Switzerland imports about 1 kiloton a year of unrefined London gold, which it refines and redirects to Asian markets — primarily China.
This means that China’s actual gold purchases are much higher than the reported figures in the London Over-the-Counter (OTC) market.
![Chinas Gold Purchasing from London OTC Markets Chinas Gold Purchasing from London OTC Markets](/Root/News/News-images/2025/02 - Feb/2025-02-06-01-Chinas Gold Purchasing from London OTC Markets.jpg?ver=vSpenChGylVtqbizpRqDjg%3d%3d)
This Goldman Sachs report shows the difference between the estimated real weight of purchases of gold by China from the London OTC market — and the reported purchases — which hit an all-time high late last year.
This is like its purchases of unrefined silver, directly from African miners, which China refines onshore - meaning China’s actual silver purchases are similarly much higher than the reported OTC figures of silver purchases.
However, this stockpiling of gold and silver isn’t unique to China.
![Central bank Gold Demand Central bank Gold Demand](/Root/News/News-images/2025/02 - Feb/2025-02-06-02-Central bank Gold Demand.jpg?ver=vSpenChGylVtqbizpRqDjg%3d%3d)
Ever since the US weaponized the US dollar against Russia in 2022, the demand for gold by central banks has seen a 400% increase.
With China being the most aggressive in its gold stockpiling out of all the central banks — and being open about its intention to invade Taiwan this decade — it seems they have learnt a powerful lesson in the aftermath of the Russia-Ukraine conflict.
Another factor that is driving China’s stockpiling is its enormous government debt.
There appears to be an active strategy to devalue China’s currency against gold, while simultaneously stockpiling gold. This reduces the real value of their currency-denominated debt — making it serviceable. Gold will rise against the yuan as a result — and China’s balance sheet will look a lot healthier.
China is hesitant to devalue directly against the dollar as this has led to huge capital outflows into U.S. dollars before; however, devaluing against gold helps maintain their position in the FX markets.
![Yuan Gold Price US Dollar Yuan Gold Price US Dollar](/Root/News/News-images/2025/02 - Feb/2025-02-06-03-Yuan Gold Price _US Dollar_jpg.jpg?ver=vSpenChGylVtqbizpRqDjg%3d%3d)
As gold rises in value against the yuan, it will also have to rise in value against the dollar due to arbitrage trade opportunities.
Private demand for gold is also very high in China, as residents understand this devaluation of the yuan is taking place. Chinese residents can hold as much gold as they’d like (they simply can't export it) making the gold market more of a free market than the FX market for paper money in China.

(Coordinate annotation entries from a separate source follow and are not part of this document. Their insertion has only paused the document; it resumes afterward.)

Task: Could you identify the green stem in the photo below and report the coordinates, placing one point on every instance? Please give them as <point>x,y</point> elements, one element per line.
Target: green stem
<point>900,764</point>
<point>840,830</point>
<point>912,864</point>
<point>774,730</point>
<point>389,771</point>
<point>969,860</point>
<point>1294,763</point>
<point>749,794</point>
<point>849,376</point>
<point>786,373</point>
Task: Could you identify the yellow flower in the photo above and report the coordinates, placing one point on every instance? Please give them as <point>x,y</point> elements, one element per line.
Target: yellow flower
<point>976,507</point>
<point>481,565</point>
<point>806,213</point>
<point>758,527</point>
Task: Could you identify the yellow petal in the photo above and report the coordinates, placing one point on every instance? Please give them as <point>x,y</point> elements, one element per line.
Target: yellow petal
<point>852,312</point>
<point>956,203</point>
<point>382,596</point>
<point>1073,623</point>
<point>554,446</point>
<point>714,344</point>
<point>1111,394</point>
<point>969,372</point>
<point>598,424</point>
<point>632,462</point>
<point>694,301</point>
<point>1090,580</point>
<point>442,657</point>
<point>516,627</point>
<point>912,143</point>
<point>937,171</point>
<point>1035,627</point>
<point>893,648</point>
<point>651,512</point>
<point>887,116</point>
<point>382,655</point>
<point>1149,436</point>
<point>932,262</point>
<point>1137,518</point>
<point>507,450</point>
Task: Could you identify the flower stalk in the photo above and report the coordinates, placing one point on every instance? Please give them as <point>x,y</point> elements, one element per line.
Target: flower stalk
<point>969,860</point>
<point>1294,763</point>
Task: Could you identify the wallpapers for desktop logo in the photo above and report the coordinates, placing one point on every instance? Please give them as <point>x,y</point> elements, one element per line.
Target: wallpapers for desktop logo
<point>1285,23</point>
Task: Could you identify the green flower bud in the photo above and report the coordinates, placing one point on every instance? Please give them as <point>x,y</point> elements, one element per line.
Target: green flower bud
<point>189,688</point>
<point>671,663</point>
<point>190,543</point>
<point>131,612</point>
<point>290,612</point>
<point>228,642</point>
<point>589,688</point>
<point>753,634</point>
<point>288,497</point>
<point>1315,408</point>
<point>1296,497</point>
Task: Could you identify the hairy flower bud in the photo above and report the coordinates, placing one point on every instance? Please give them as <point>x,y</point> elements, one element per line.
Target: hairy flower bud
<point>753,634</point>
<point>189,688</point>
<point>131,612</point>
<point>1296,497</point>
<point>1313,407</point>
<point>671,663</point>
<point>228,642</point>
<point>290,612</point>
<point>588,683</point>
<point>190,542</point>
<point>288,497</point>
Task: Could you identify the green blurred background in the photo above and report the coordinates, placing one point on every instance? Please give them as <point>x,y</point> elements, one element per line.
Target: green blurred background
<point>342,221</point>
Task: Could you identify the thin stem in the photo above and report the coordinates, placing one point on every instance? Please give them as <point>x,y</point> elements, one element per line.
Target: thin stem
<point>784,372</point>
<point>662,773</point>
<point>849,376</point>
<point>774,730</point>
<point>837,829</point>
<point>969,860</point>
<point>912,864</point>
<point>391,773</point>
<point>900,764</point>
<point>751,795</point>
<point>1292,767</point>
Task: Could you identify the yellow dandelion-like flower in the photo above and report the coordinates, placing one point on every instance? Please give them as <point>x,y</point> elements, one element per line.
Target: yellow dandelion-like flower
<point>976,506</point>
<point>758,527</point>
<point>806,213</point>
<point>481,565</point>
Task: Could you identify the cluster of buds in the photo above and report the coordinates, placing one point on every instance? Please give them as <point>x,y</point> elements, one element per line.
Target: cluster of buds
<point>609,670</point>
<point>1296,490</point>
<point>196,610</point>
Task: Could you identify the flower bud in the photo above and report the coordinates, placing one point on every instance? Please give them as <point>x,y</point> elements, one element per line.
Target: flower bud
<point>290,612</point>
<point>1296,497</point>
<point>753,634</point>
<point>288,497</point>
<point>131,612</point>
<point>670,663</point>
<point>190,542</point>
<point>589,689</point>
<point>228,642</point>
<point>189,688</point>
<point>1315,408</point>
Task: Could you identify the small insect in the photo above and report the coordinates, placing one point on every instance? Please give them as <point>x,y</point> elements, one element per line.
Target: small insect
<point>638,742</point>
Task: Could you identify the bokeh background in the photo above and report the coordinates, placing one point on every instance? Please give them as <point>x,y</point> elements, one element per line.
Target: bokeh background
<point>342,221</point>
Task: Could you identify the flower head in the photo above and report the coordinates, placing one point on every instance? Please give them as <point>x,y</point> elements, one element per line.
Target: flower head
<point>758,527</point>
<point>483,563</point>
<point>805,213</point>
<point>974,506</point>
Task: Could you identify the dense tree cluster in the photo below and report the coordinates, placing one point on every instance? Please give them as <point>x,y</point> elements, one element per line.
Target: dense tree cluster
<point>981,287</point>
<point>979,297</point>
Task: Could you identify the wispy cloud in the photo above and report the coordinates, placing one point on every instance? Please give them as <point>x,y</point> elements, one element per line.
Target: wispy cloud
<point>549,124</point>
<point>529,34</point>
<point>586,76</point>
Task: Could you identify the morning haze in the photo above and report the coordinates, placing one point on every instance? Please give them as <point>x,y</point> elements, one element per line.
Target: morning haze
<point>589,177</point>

While some speculate that this strategy by the Chinese will result in the yuan also losing value against the US dollar - we expect the U.S. dollar lose strength in parallel — with the DXY cyclically due to fall off. This would further help maintain the relative currency stability between U.S. and China.
![US Dollar Index 1M US Dollar Index 1M](/Root/News/News-images/2025/02 - Feb/2025-02-06-04-US Dollar Index -1M.jpg?ver=vSpenChGylVtqbizpRqDjg%3d%3d)
In addition to the devaluation of the yuan, the U.S. dollar losing strength would further significantly bolster the global price of gold, while also making America’s balance sheet look healthier, as the real value of their debt reduced, in a similar fashion to China’s.
It appears that currency devaluation is the last trick left in the bag of government’s drowning in debt, while everyday hardworking citizens pay the price for it via inflation.
A simple solution to this government strategy is to save in hard assets such as gold instead of the local currency; "...if you can’t beat 'em, join 'em.
Ainslie Saver is a product specifically designed to facilitate consistent saving in gold and silver.
The strategy adopted by governments drowning in debt, of devaluing currency while stockpiling gold, will continue to result in a fundamental revaluation of the gold markets.